TikTok trends are always the subject of conversation, the latest being the “We Listen and ‘We Don’t Judge’ Trend.” What started as a humorous challenge among friends and family members has turned into a toxic video trend in which couples air out all of their dirty laundry. 

The ‘We Listen and We Don’t Judge’ Trend Explained

Essentially, the trend is just as the saying goes: “We listen, and we don’t judge.” Couples hopped on the trend sharing their honest thoughts about their partner with an understanding that those thoughts, no matter how troubling, would be received without judgement. Initially, the trend was harmless and funny, with couples sharing their annoyances about their partners snoring, or taking too long to get ready. But, now the trend is becoming toxic and potentially tearing couples apart in real time. Removing the veil of ignorance to reveal brutal honesty is not ‘keeping it 100.’ Instead, it’s doing more harm than good.

“Just because it’s true to you and you feel that way, doesn’t mean that it’s beneficial to the moment, to the person, or to the relationship,” Black woman relational trauma therapist Vernique Esther shared. 

Backlash from Couples TikTok

One of the most viral examples of the ‘we listen and we don’t judge’ trend comes from the couples account @_dandnae. The video has racked up 3 million views and showcases a pregnant woman and her man doing the challenge. He says, “Sometimes, I be having dreams about having ‘you know what’ with other girls. I wake up and I still give you a kiss.” Comments under the video read, “That’s actually him testing the waters and preparing her,” and “Check his phone rn.”

Esther says the trend opens up a couple’s relationship to unnecessary critique and opinions.

“You’ve now exposed the world to the critique, which can impact how you see your partner through the opinions of other people. I don’t care how strong you are. If 1000 people are in your comments saying, ‘Girl, he hates you’ and ‘Are you sure you guys need to be together?’ That’s going to impact how you view your relationship, even if you choose to stay together.” Esther said. 

A Couples Therapist Standpoint

According to Esther, there’s lots of red flags surrounding the trend. First she had concerns about airing personal grievances on a large platform such as TikTok. She also takes issue with couples saying petty things to each other that they know will hurt.

“Saying things that normally wouldn’t be an issue in the relationship, bringing it up can cause an argument, breed resentment, and create an insecurity where there wasn’t one,” Esther shared. 

A Better Way to Do the ‘We Listen and We Don’t Judge’ Trend

Although the trend has taken a turn for the worse, it’s not a completely lost cause. Esther explains that it’s healthy to withhold certain pieces of information in a relationship. You should bring bigger issues and concerns to light, but you don’t always need to be brutally honest.

“With relationships, some of them are built on a foundation of niceties. These uncommunicated agreements that we have to protect one another’s emotional well being and ego,” Esther said.

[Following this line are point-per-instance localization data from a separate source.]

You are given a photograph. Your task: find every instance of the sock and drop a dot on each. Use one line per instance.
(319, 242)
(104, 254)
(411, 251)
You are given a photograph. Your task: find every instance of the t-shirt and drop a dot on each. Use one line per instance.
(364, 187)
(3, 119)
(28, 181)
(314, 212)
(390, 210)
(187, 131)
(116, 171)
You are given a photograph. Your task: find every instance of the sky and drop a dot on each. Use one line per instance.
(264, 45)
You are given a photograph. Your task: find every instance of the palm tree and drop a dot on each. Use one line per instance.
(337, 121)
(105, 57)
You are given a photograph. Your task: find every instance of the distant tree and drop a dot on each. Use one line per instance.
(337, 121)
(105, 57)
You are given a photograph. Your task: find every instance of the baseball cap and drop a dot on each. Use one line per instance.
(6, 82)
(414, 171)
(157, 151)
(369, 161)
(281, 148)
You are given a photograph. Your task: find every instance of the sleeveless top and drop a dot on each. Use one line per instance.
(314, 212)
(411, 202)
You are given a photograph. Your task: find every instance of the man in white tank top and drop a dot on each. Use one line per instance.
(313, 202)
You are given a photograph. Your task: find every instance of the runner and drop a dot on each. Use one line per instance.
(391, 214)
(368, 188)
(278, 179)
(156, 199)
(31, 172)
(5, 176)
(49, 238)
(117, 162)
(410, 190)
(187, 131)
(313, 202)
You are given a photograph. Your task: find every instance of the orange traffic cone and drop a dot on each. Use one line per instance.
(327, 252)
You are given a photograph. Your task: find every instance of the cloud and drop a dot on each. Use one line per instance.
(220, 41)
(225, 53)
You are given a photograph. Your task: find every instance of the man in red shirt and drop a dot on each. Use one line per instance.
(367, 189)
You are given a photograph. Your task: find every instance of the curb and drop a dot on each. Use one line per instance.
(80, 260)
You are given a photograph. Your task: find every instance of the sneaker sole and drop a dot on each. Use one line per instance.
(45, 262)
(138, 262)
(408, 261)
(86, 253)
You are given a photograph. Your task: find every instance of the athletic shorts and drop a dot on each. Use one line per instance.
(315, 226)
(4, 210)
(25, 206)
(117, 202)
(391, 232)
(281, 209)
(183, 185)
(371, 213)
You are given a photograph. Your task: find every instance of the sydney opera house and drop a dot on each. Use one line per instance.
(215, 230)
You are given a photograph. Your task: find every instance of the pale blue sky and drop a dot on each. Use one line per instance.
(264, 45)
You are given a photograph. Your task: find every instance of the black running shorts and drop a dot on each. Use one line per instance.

Instead you should aim to be more intentional with what you say and how you say it. This looks like not admitting your partner looked fat in a dress, but instead encouraging them to rock it because it’s clearly increasing their confidence. But, don’t get it misconstrued: honesty is still really important in a relationship. Esther suggests turning the trend into sharing the things you appreciate about your partner. Perhaps the ‘we listen, and we don’t judge’ Trend can serve as a barometer for how healthy your relationship is and what needs to change.